Unable to sing, Helm
formed a blues band, The Barn Burners. I went to see them once. They
were ok, a good blues band with a great drummer. Helm, a totally
natural musician, had long ago mastered the art of Chicago blues
drumming in a style based more on feel and soul than precision.
Bankrupt and
disgusted with the music business, in effort to save his home and
recording studio from foreclosure, Helm started a series of concerts
at his home in his studio, "The Midnight Rambles." With the help of
ex-Dylan sideman, Larry Campbell, Jimmy Vivino, other notable
players as well as various guests and opening acts, Helm brought
music back to what it should be, a moving, shared, intimate, no
bullshit experience. And slowly but surely Helm began singing again.
At the end of
October, Helm released a new album, Dirt Farmer. Produced by
Larry Campbell, and Helm's daughter, Amy, it is an outstanding
achievement. To say it is his best solo album is understating the
case. It virtually wipes out all his previous solo album as well as
those by the reformed Band. It's the first album I've heard in ages
that made me reach for the CD booklet to see who is playing what.
Helm's voice is not
what it once was. After throat surgery and 28 radiation treatments,
how could it be? It doesn't matter. The heart and soul, the all
important ingredients in making music magical are there in
abundance.
Interestingly the
album is all acoustic and consists of traditional and/or traditional
sounding songs by contemporary writers. Some of the songs, Helm
learned from his parents growing up. One of the songs, "Little
Birds" was done by The Band at their earliest live performances.
Much of the credit
has to go to Larry Campbell, who provides, guitar, fiddle, mandolin,
resonator guitar, and dulcimer. He sets the perfect tone for each
song, and you'd never know he's overdubbing. It is his fiddle work
that shines. Revealing his love and knowledge of Celtic music
(displayed on his solo album, Rooftops), his playing is
somehow rough and smooth at the same time, but never slick. Always a
team player, he simply knows what to do, always putting the song
first.
Also standing out are
the startlingly real harmonies of Helm's daughter Amy, and
Campbell's wife, Teresa Williams. They zero in on just the right
amount of roughness inherent in the music, beautiful without being
pretty. While the sound of the recording is clean, the feel is of a
front porch on some lonesome mountain, not that of a recording
studio.
The music itself is
as old as those mountains, familiar, yet new at the same time. The
opening tune, a Stanley Brothers tribute, "False Hearted Lover
Blues," is the same melody as "Little Maggie," and 'Poor Old Dirt
Farmer" is "Rye Whiskey" as well as the Irish song, "Rosin The
Beau."
Helm's voice, older,
craggier, fits the material perfectly, and his drums, never
obtrusive make the songs rock. The other instruments, occasional
pump organ or piano, additional percussion add just the right amount
of color, appearing when necessary then fading into the blend.
Helm can't resist
touching on the blues which he does on J.B. Lenoir's "Feelin' Good,"

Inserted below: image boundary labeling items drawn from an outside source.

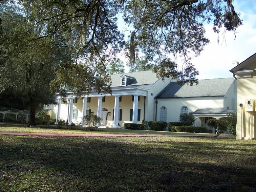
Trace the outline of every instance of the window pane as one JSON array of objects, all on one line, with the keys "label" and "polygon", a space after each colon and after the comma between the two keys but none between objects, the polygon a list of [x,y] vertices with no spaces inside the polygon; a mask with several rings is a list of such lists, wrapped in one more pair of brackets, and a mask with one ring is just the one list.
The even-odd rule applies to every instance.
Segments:
[{"label": "window pane", "polygon": [[188,108],[186,106],[183,107],[180,110],[180,113],[182,114],[184,113],[188,113]]},{"label": "window pane", "polygon": [[166,108],[165,107],[162,107],[160,109],[160,121],[166,122]]},{"label": "window pane", "polygon": [[125,78],[124,77],[122,78],[122,85],[125,85]]}]

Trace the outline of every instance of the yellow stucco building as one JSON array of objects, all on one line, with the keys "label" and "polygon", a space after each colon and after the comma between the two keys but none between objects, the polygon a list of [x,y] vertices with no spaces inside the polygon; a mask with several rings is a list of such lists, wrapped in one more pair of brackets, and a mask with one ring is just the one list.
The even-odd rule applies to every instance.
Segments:
[{"label": "yellow stucco building", "polygon": [[237,79],[237,139],[255,139],[256,53],[230,71]]}]

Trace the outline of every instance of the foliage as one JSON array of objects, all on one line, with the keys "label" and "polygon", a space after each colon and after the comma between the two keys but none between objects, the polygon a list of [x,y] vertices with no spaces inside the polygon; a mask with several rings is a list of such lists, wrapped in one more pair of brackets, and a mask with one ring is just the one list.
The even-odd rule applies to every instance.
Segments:
[{"label": "foliage", "polygon": [[94,131],[100,124],[102,118],[95,115],[86,115],[83,117],[82,123],[87,126],[88,130]]},{"label": "foliage", "polygon": [[207,125],[216,130],[217,133],[216,137],[223,133],[228,129],[228,122],[224,120],[210,119],[207,121]]},{"label": "foliage", "polygon": [[167,123],[163,121],[149,121],[148,126],[152,131],[164,131],[166,128]]},{"label": "foliage", "polygon": [[47,109],[41,110],[37,113],[38,117],[42,118],[44,120],[48,120],[50,116],[49,115],[49,112]]},{"label": "foliage", "polygon": [[[24,17],[31,19],[35,28],[41,30],[40,36],[34,40],[50,37],[52,44],[65,50],[65,54],[56,57],[61,61],[61,66],[58,68],[52,88],[58,89],[55,86],[59,88],[66,85],[69,89],[80,94],[91,90],[89,83],[96,76],[99,81],[96,90],[100,91],[101,88],[111,92],[106,63],[114,61],[116,54],[125,45],[124,34],[117,24],[120,13],[125,23],[134,29],[130,31],[127,48],[131,66],[135,63],[140,51],[146,63],[154,64],[153,71],[158,76],[191,84],[197,82],[195,76],[198,71],[190,61],[190,53],[193,54],[192,56],[198,55],[209,42],[205,36],[204,22],[213,21],[216,33],[222,26],[235,32],[241,24],[232,2],[9,0],[1,3],[3,7],[16,6]],[[27,29],[33,31],[35,28]],[[172,55],[183,56],[183,70],[177,69]],[[3,57],[1,61],[5,60]],[[79,61],[83,61],[83,63],[79,63]],[[66,75],[70,74],[76,77]],[[79,79],[76,81],[76,78]],[[105,83],[105,86],[102,82]]]},{"label": "foliage", "polygon": [[58,121],[58,125],[67,125],[67,123],[66,123],[66,121],[63,119],[60,119],[60,120]]},{"label": "foliage", "polygon": [[126,65],[129,67],[130,72],[152,70],[154,67],[154,65],[152,63],[148,63],[145,59],[140,59],[138,58],[137,58],[135,61],[134,66],[131,65],[129,62],[126,64]]},{"label": "foliage", "polygon": [[184,113],[179,114],[179,119],[182,125],[183,126],[191,126],[194,123],[195,118],[191,113]]},{"label": "foliage", "polygon": [[126,129],[134,130],[146,130],[147,125],[145,124],[140,123],[125,123],[124,124]]},{"label": "foliage", "polygon": [[202,127],[192,126],[173,126],[171,127],[172,131],[174,132],[185,132],[186,133],[203,133],[207,132],[207,128]]},{"label": "foliage", "polygon": [[167,123],[167,126],[169,128],[169,129],[171,129],[172,127],[173,126],[182,126],[182,123],[179,121],[169,122]]},{"label": "foliage", "polygon": [[[10,88],[7,95],[11,90],[10,94],[29,101],[30,124],[35,125],[37,106],[48,103],[54,98],[54,94],[50,91],[49,83],[55,78],[56,62],[52,61],[52,51],[55,47],[49,39],[40,38],[42,29],[25,17],[26,13],[18,10],[10,6],[0,9],[0,52],[3,54],[0,67],[0,81],[3,82],[1,92]],[[37,41],[33,40],[36,39]]]},{"label": "foliage", "polygon": [[[223,1],[228,3],[224,5]],[[171,78],[190,84],[197,82],[198,71],[190,63],[191,53],[198,55],[209,42],[203,23],[213,20],[213,30],[222,26],[235,31],[241,24],[232,1],[126,1],[122,10],[125,22],[134,28],[131,31],[130,63],[135,63],[135,51],[140,51],[148,62],[155,64],[153,71],[158,77]],[[174,58],[184,59],[183,70],[177,68]]]},{"label": "foliage", "polygon": [[236,113],[230,113],[228,114],[226,121],[228,122],[228,130],[229,132],[233,134],[234,136],[236,134],[236,123],[237,121]]},{"label": "foliage", "polygon": [[111,62],[108,64],[107,71],[110,74],[124,73],[124,66],[123,62],[122,61]]}]

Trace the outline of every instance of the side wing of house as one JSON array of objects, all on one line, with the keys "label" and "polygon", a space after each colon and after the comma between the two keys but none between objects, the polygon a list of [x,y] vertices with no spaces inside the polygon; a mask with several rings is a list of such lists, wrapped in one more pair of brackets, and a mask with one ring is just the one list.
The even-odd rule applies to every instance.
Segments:
[{"label": "side wing of house", "polygon": [[256,53],[231,71],[237,79],[237,139],[255,139]]},{"label": "side wing of house", "polygon": [[208,119],[223,118],[234,111],[235,81],[233,78],[200,80],[192,86],[171,82],[155,98],[156,120],[177,122],[181,113],[191,112],[196,118],[194,125],[207,127],[211,132]]}]

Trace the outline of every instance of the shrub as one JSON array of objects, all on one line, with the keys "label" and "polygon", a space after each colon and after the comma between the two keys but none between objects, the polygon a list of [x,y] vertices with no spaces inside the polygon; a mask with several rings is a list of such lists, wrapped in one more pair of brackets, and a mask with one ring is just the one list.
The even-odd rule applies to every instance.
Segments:
[{"label": "shrub", "polygon": [[221,133],[224,133],[228,129],[228,122],[224,120],[213,119],[207,121],[207,125],[216,130],[217,137]]},{"label": "shrub", "polygon": [[182,124],[179,121],[169,122],[167,123],[167,127],[169,129],[169,131],[171,131],[173,126],[182,126]]},{"label": "shrub", "polygon": [[192,126],[173,126],[172,131],[174,132],[183,132],[185,133],[207,133],[207,129],[202,127]]},{"label": "shrub", "polygon": [[58,125],[67,125],[67,123],[66,122],[66,121],[63,119],[60,119],[58,122]]},{"label": "shrub", "polygon": [[102,119],[94,115],[86,115],[83,117],[83,125],[87,125],[86,129],[90,131],[94,131],[99,126]]},{"label": "shrub", "polygon": [[149,121],[148,126],[150,130],[152,131],[164,131],[167,126],[167,123],[163,121]]},{"label": "shrub", "polygon": [[183,126],[191,126],[194,123],[195,118],[191,113],[179,114],[179,121]]},{"label": "shrub", "polygon": [[143,121],[141,122],[142,124],[144,124],[146,125],[146,130],[148,130],[148,122],[147,121]]},{"label": "shrub", "polygon": [[146,130],[147,125],[145,124],[139,123],[125,123],[124,124],[126,129],[132,129],[133,130]]}]

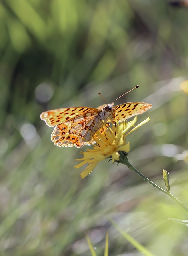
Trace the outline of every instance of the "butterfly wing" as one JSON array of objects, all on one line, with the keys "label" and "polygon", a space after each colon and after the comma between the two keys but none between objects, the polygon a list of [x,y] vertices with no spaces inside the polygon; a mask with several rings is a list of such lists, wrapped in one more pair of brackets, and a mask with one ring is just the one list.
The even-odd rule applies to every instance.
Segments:
[{"label": "butterfly wing", "polygon": [[87,117],[95,115],[99,111],[97,108],[86,107],[64,108],[43,112],[40,114],[40,119],[48,126],[55,126],[59,124],[74,120],[78,116]]},{"label": "butterfly wing", "polygon": [[[80,118],[81,117],[81,118]],[[94,126],[95,116],[75,118],[58,124],[52,134],[52,140],[59,147],[76,146],[81,148],[95,142],[91,140],[92,135],[88,128]]]},{"label": "butterfly wing", "polygon": [[90,144],[84,136],[100,111],[86,107],[60,108],[43,112],[40,118],[48,126],[56,126],[52,134],[55,145],[80,148]]},{"label": "butterfly wing", "polygon": [[118,105],[114,107],[113,117],[118,122],[120,122],[132,116],[142,114],[152,107],[151,104],[144,102],[128,102]]}]

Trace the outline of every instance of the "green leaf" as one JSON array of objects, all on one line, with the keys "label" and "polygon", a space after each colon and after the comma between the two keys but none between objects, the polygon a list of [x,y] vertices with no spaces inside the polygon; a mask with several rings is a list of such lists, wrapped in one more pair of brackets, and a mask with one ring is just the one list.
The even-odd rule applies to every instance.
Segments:
[{"label": "green leaf", "polygon": [[117,223],[113,220],[110,219],[110,221],[112,224],[120,232],[120,233],[138,251],[143,253],[146,256],[154,256],[154,254],[148,251],[144,246],[140,244],[138,242],[136,241],[133,238],[130,236],[127,233],[123,230],[118,225]]},{"label": "green leaf", "polygon": [[92,256],[97,256],[96,254],[95,253],[95,252],[94,250],[94,248],[93,248],[93,246],[92,245],[92,244],[91,243],[91,242],[90,240],[90,239],[89,238],[89,236],[88,235],[86,235],[86,238],[87,239],[87,242],[88,242],[88,244],[89,246],[90,251],[91,252],[91,253],[92,254]]},{"label": "green leaf", "polygon": [[108,256],[108,232],[106,233],[106,236],[105,250],[104,256]]},{"label": "green leaf", "polygon": [[167,192],[170,191],[170,184],[169,184],[169,179],[170,175],[169,173],[163,169],[162,171],[162,175],[163,176],[163,180],[164,180],[164,184],[165,184],[165,190]]},{"label": "green leaf", "polygon": [[174,219],[173,218],[169,218],[168,219],[170,220],[172,220],[172,221],[176,222],[177,223],[179,223],[180,224],[183,224],[183,225],[185,225],[185,226],[188,226],[188,220],[180,220],[178,219]]}]

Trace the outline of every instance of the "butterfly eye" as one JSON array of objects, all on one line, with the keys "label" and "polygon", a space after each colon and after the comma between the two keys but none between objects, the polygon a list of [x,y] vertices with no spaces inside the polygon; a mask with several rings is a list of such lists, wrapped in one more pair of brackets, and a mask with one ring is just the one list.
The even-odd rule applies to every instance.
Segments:
[{"label": "butterfly eye", "polygon": [[108,107],[108,106],[107,106],[104,107],[104,110],[106,112],[109,112],[109,111],[110,111],[111,110],[112,110],[112,109],[111,108]]}]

or mixing up genres, giving the Carter Family's, "Single Girl,
Married Girl," a loping New Orleans flavored piano-based rhythm. He
also moves into gospel territory on the funky brooding "Calvary,"
and the closing track, Buddy and Julie Miller's, "Wide River to
Cross."
The standout track,
on an album of mostly standouts, is a totally moving cover of Steve
Earle's, "The Mountain," which Helm makes his own. In the notes,
Helm says he first heard the song watching Amy Goodman's TV show,
"Democracy Now." Helm's storytelling gifts were never more evident.
He is the miner in the song, especially on the heartbreaking third
verse:
I was young on
this mountain but now I am old
And I knew every holler, every cool swimmin hole
'til one night I lay down and woke up to find
That my childhood was over and I went down in the mine.
For those fans of The
Band, who've been waiting, perhaps since the second Band album for a
return to the feel of what Greil Marcus has termed, "music
remembered," Dirt Farmer has it in abundance.
Peter Stone Brown
is a musician, songwriter, and writer.